Drop Points: White Paper
Drop Points Definition
The Computerized Delivery Sequence (CDS) file contains listings for nearly all addresses in the United States, both residential and business.1 Although most residential listings are city-style addresses (e.g., 123 Main St., Apt A, Anytown, MA 01234), other types of addresses exist. Among the alternative address types are drop points, a mail receptacle that is shared by multiple housing units (i.e., drop units). The drop units have a street number and name but are missing a unit or apartment number. Drop points make up 0.5% (n=737,196) of all unique residential addresses,2 while drop units account for 1.5% (n=2,166,062) of all residential addresses.3 Since each drop unit within a drop point has an identical street address (e.g., 123 Main St.) but is listed individually on the frame, the drop units for a given drop point appear as duplicates. Drop units can also be identified on the frame by a flag, DROP. If DROP is “2” or “Y” (depending on the coding scheme), the housing unit is a drop unit.4, 5
In general, drop units pose a challenge to researchers because of their “one-to-many” relationship between address and housing unit: one unique address corresponds to many housing units. This relationship causes problems in different ways based on the mode of data collection.

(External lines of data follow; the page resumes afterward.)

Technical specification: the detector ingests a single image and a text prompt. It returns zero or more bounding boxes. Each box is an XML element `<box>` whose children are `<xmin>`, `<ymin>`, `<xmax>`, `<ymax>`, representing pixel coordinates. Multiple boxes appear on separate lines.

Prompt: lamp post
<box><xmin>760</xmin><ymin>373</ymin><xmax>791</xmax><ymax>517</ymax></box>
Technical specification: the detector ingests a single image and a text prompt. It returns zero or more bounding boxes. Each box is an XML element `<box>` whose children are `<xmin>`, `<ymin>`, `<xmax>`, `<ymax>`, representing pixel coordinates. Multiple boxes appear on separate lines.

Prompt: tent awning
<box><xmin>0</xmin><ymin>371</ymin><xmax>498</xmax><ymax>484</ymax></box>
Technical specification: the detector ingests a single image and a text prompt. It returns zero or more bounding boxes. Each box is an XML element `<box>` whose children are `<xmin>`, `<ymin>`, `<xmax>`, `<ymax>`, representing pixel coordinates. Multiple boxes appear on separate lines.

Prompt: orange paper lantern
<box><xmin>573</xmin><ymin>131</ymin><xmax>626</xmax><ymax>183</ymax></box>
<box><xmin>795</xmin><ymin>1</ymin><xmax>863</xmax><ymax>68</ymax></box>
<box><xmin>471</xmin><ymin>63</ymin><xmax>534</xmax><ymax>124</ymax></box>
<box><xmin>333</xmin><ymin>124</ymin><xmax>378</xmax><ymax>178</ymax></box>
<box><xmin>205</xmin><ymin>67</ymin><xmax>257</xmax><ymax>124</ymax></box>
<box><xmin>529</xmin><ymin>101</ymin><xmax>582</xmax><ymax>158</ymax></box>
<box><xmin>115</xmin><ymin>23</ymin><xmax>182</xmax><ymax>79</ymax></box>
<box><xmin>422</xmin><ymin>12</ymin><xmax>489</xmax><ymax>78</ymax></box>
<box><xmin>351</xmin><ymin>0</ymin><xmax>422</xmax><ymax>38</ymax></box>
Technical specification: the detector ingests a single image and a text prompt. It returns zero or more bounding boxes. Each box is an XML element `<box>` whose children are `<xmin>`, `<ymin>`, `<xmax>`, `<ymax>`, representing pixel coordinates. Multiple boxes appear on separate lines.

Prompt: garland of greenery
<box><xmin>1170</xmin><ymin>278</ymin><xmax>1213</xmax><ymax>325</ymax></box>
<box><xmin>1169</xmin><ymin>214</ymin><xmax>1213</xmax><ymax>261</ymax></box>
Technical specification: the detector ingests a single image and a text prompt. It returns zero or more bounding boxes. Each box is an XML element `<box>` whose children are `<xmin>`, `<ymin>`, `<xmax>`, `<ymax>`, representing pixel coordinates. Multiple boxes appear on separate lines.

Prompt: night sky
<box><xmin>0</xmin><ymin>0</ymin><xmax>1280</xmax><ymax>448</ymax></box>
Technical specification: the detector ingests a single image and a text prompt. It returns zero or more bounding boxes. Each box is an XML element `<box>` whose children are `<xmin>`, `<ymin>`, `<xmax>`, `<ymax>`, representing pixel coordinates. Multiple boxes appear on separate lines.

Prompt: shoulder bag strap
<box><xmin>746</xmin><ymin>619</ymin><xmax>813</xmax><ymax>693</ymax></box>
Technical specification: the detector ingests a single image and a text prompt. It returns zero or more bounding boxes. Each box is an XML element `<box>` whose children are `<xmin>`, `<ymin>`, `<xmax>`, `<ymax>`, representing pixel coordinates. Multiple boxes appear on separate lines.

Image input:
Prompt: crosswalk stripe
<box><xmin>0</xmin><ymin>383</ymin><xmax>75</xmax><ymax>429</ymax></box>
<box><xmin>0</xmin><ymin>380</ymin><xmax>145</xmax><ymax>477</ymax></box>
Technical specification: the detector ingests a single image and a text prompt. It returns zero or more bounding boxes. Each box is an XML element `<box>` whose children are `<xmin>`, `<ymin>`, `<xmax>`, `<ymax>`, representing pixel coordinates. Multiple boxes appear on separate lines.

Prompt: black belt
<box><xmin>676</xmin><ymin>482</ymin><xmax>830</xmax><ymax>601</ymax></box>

For field surveys, the challenge lies with the interviewer. If a drop unit is selected, the interviewer will have no indication which unit at the selected address to interview. Without additional instruction, he/she may opt to place the case on hold. If the case is not adequately managed and reactivated, the overall survey response rate may needlessly suffer. Alternatively, the interviewer may select a unit for which a person is at home and cooperative. This may result in self-selection bias because the “at-home” household may be different than the other households at the address (Eckman & Koch 2016). The interviewer’s action will also make the selection probabilities unknowable.
One approach to address this challenge is to sample the entire drop point, eliminating the need for the interviewer to choose a unit. Unfortunately, sampling all units at a drop point may be tedious for field interviewers in some areas. Nearly all drop points contain two (80.0%) or three (14.9%) drop units (Figure 1). These addresses are typically houses that have been converted into apartments. Approaching all units at these addresses to take part in the interview should be of little trouble to interviewers. However, the remaining 5.1% of drop points have four or more units, and they can pose problems for two reasons. First, some are quite large — up to 999 units. Interviewing all units would be statistically unnecessary, costly, and logistically infeasible. Second, larger drop points are much more variable in structure type. Large drop points are often gated communities, high rises, trailer parks, alternative housing such as half-way housing, or may not be a housing unit at all (Amaya, LeClere, Fiorio, & English, 2014). Including a large drop point that is not a housing unit or nearly impossible to access may throw off sampling and/or response rate assumptions and require a second sample draw.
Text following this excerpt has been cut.